A Lonesome Border by Carmella Dolmer, marker drawing of two shadowy figures looking down into a dark hole

Image: “A Lonesome Border” by Carmella Dolmer. “What the Astrologer Failed to See in Our Stars” was written by Dick Westheimer for Rattle’s Ekphrastic Challenge, May 2023, and selected as an Editor’s Choice. (PDF / JPG)

__________

Dick Westheimer

WHAT THE ASTROLOGER FAILED TO SEE IN OUR STARS

The astrologer told us not to marry.
She said we would burn
one another in an astrological
furnace. She traced her finger
 
over the spider’s web chart
she’d drawn, showing one of our
rising signs made of dry tinder,
and mine, that of a match. Our choice
 
would be to burn or alternately fall
into a hole so deep that the only way
out would be fire. Of course, not even
this promise of planets in catastrophe
 
could dissuade us heated lovers
from each other’s flesh. We had this
fantasy of one day becoming gray-haired,
shade-tree sitting folk.
 
But what is a zodiac sign
other than a random pattern of stars?
And what is a horoscope other than
a dowser with no water to find?
 
And a star?
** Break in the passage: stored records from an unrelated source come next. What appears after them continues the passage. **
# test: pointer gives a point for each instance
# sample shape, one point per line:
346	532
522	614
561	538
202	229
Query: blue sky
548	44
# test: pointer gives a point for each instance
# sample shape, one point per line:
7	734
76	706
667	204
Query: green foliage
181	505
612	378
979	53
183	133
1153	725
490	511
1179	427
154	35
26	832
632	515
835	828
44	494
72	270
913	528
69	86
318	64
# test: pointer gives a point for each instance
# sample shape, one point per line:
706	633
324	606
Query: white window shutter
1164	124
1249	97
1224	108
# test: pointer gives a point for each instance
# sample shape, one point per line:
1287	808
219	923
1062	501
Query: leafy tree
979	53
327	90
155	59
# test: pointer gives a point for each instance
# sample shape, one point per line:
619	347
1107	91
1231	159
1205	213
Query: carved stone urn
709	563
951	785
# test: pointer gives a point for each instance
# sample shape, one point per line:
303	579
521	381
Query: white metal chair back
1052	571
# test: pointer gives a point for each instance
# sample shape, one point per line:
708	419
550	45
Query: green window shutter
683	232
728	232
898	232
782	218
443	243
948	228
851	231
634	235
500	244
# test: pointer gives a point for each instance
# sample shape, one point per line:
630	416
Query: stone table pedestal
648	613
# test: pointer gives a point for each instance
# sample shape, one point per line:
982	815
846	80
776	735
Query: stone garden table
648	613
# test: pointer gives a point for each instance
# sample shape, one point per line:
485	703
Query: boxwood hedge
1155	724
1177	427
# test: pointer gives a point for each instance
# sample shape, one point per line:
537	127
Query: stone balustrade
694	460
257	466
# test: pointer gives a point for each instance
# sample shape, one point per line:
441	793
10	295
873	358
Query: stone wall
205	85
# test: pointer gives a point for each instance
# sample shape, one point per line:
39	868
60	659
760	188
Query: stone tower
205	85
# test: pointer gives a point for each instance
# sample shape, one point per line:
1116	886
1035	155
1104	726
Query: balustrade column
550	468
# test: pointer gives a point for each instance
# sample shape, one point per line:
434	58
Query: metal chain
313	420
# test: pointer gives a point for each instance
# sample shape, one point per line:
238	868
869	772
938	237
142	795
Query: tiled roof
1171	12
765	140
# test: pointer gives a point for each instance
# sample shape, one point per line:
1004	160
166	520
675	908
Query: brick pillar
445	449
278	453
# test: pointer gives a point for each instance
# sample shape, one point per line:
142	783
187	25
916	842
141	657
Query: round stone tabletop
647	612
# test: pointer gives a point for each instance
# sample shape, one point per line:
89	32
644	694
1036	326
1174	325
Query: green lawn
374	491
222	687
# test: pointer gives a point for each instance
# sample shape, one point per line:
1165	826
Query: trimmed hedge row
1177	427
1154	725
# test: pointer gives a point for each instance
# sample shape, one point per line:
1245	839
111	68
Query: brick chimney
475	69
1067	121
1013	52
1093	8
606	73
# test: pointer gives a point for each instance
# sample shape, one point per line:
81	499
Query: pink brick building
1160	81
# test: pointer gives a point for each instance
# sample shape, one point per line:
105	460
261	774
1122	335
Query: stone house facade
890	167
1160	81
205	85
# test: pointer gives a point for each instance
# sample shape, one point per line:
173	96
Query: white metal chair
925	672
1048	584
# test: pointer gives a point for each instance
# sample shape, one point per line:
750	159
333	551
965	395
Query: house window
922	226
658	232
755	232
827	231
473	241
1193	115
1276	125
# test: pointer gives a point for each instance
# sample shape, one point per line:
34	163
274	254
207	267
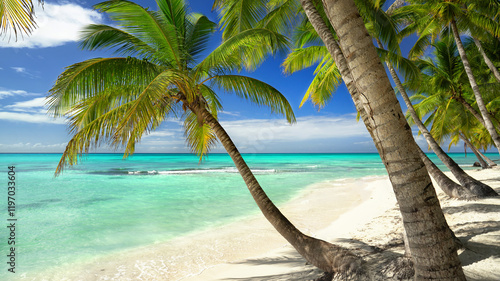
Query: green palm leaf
239	15
256	91
17	15
146	25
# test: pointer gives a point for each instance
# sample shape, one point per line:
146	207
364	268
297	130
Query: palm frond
305	35
302	58
239	15
247	49
324	84
92	77
17	15
281	16
198	33
174	11
148	26
200	137
255	91
97	36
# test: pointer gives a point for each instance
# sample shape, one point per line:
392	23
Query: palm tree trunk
471	109
483	163
490	64
478	188
434	253
488	160
447	185
475	88
324	255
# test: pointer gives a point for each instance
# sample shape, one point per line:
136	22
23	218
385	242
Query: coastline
196	254
359	214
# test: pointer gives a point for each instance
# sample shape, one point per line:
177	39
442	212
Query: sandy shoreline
356	213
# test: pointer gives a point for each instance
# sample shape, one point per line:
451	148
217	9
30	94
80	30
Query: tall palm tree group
449	82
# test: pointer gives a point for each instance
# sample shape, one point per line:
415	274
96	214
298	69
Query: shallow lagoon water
106	204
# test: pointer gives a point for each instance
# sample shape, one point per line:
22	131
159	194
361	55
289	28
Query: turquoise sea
106	204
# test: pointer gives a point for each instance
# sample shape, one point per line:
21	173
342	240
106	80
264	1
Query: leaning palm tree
455	17
417	185
433	254
441	84
117	100
17	15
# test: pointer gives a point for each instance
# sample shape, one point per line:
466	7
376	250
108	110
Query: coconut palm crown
158	74
17	15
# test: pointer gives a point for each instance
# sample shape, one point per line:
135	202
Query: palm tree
17	15
443	78
460	15
118	100
394	141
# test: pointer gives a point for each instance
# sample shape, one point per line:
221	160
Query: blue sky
30	66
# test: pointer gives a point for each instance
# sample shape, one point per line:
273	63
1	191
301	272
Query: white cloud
30	118
33	147
231	113
306	128
9	93
19	69
36	103
57	24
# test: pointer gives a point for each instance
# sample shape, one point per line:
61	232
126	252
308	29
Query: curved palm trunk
488	160
483	163
324	255
471	109
487	60
447	185
434	253
475	88
476	187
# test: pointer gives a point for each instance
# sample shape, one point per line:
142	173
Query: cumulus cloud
28	105
9	93
32	147
30	117
19	69
57	25
306	128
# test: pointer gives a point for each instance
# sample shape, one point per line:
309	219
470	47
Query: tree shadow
481	208
290	259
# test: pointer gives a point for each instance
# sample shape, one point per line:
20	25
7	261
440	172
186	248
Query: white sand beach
359	214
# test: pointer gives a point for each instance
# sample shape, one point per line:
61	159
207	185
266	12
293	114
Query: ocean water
106	204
It is the pressing
of the smallest parts of us
until there is fusion, heat where
once was none—and the stuff
 
of more stars, or maybe, like us,
now a quiet binary, living
out our graying days illuminated,
mostly, in each other’s orbit.
 

from Ekphrastic Challenge
May 2023, Editor’s Choice

__________

Comment from the editor, Timothy Green: “The best ekphrastic poems leap into something new without losing touch with the original image, so that it’s often not immediately clear whether the poem or visual art was created first. Like a binary star, they appear as one. Dick Westheimer manages that with a poignant extended metaphor that doubles over itself several times. On its own, the poem is full of memorable lines, but the addition of the drawing makes for a brilliant singular object.”